Meanwhile, fans who had forked out a month’s wages in a time of grievous financial struggle were being treated like cattle on the roadways of St Denis. Hell, they were using pepper spray on people peering through fences, waving their tickets in vain. Unforgivable.
To say it left a bitter, poisonous taste in the mouth would be an understatement. It was the least of anyone’s worries, of course, but it would also have had an impact on the players, although not a huge one if the evidence of Liverpool’s start was anything to go by. And, ironically – considering what was to happen later – key to it all was Alexander-Arnold.

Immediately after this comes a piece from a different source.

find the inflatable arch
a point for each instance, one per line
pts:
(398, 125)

Look, let’s stop calling him a full-back. He is a hybrid player who defends when he has to but is a key element of Liverpool’s attacking unit. When Real actually managed to produce an attacking foray in the first half, it was, more often than not, Alexander-Arnold who tidied up.
When one Luka Modric pass looked as though it might set Vinicius Junior free, it was Alexander-Arnold who intervened. But his primary responsibility was to create, to cause danger. One moment, he was sliding in the most intelligent of passes for Mohamed Salah to test Thibaut Courtois, the next he was having a pop from distance himself.
And all of that made his role in the Vinicius Junior goal even more regrettable. Yet while he was culpable in not being alert to Vinicius Junior ghosting in behind him, he was not the only player to blame. Actually, to blame anyone would be harsh because this is a Liverpool team that has done their followers proud. And with Klopp around for another four years, there is plenty more to come.